Rex brings up the vat-theorist, and suggests that "we would want to object that this fellow has no warrant for his hypothesis." Realist externalists will agree: the vat-theorist's beliefs are objectively false, unreliable, or what have you. That doesn't imply that our beliefs are in the same sorry state. Whether they are or not is a contingent matter, and depends on the external world. (The vat-theorist can defend himself in exactly the same way, and there's nothing wrong from his perspective in doing so. Realist externalists should grant that his view, like the skeptic's, is rationally tenable. They think that what makes him wrong is the external world.)

We may grant that "the externalist has no argument whatsoever for the claim that his beliefs ARE reliable." (Only an internalist would care.) To suggest that this shows the externalist's beliefs to be "laughably without warrant" is completely question-begging. Remember, the externalist holds "warrant" to consist in objective reliability and such, and he hasn't been shown to lack this.

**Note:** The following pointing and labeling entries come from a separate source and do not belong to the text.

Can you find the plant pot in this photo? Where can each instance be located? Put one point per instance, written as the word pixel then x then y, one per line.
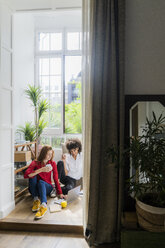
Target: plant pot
pixel 150 218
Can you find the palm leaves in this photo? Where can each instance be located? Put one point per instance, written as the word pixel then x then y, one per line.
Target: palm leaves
pixel 32 132
pixel 28 131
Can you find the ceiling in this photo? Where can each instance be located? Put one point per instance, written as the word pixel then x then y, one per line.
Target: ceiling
pixel 38 5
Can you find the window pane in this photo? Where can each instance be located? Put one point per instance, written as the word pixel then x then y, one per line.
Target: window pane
pixel 73 41
pixel 56 41
pixel 44 41
pixel 44 83
pixel 45 140
pixel 55 84
pixel 55 110
pixel 73 94
pixel 57 141
pixel 55 66
pixel 44 66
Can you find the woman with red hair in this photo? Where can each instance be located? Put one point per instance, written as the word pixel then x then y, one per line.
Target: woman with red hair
pixel 40 185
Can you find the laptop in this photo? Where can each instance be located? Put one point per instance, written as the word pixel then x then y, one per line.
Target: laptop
pixel 73 194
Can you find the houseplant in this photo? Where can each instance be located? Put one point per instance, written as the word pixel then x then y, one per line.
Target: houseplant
pixel 147 183
pixel 40 105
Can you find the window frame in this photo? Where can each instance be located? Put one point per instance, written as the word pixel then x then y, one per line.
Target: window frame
pixel 52 54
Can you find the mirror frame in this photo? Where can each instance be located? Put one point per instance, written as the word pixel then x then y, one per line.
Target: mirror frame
pixel 130 100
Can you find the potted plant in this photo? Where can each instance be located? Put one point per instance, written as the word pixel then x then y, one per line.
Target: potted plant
pixel 33 132
pixel 147 184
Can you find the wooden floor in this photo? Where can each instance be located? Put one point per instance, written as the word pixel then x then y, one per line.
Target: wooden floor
pixel 39 240
pixel 22 218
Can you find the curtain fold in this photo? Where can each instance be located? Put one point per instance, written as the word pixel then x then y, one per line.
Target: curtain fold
pixel 103 112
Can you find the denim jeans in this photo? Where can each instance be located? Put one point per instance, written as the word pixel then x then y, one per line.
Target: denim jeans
pixel 39 188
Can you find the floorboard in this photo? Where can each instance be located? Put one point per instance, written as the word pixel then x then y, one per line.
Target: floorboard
pixel 22 218
pixel 40 240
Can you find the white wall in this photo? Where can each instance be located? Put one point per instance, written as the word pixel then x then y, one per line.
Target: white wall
pixel 23 66
pixel 145 47
pixel 6 117
pixel 58 19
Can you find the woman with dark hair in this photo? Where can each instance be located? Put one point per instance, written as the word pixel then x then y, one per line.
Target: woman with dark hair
pixel 39 174
pixel 70 168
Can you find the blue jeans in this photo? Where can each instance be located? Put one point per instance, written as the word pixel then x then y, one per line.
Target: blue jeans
pixel 39 188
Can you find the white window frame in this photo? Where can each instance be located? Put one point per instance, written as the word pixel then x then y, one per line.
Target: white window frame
pixel 47 54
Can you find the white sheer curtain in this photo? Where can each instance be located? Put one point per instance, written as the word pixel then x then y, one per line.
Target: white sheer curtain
pixel 86 106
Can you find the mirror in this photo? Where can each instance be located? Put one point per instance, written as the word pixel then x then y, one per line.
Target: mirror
pixel 139 112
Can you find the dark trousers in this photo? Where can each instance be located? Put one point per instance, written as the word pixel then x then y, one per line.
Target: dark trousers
pixel 39 188
pixel 69 182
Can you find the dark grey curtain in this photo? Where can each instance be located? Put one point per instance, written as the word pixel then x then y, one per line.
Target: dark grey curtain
pixel 107 80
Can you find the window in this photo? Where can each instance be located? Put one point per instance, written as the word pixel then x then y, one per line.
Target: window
pixel 58 72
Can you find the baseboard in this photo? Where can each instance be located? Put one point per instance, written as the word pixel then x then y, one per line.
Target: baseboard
pixel 7 209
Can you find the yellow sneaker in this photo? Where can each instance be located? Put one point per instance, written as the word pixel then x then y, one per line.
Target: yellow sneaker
pixel 41 212
pixel 36 205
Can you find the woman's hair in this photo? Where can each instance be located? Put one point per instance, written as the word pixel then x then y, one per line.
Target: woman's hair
pixel 43 153
pixel 73 144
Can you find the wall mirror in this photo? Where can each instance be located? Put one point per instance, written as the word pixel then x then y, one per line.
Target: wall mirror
pixel 137 108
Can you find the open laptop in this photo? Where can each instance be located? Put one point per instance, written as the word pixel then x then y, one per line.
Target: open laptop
pixel 73 194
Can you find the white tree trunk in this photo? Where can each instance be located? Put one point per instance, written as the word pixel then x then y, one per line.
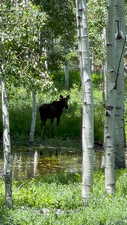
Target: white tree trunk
pixel 87 106
pixel 119 68
pixel 110 100
pixel 33 121
pixel 6 148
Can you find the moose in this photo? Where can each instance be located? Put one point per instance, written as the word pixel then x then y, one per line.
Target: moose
pixel 53 110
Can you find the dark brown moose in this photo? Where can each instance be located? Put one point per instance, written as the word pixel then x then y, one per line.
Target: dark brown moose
pixel 53 110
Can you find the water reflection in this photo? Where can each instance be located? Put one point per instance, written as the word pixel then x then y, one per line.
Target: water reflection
pixel 34 163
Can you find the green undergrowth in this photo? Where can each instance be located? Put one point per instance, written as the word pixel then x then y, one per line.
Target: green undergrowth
pixel 56 200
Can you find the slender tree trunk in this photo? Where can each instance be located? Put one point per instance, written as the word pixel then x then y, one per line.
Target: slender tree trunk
pixel 33 121
pixel 110 101
pixel 87 106
pixel 119 85
pixel 66 73
pixel 6 148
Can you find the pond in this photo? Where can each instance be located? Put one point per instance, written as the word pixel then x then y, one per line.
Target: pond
pixel 33 163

So really, I don't think Rex has two objections here at all. The second one is shot through with internalist assumptions from start to finish. Dialectical skepticism, concerned as it is with what can be shown rather than what is objectively the case, won't much interest the externalist. This just leaves us with the first objection: that externalism is a poor theory of justification.

(In a future post, I'll suggest some internalist reasons for preferring common-sense realism to vat-theory.)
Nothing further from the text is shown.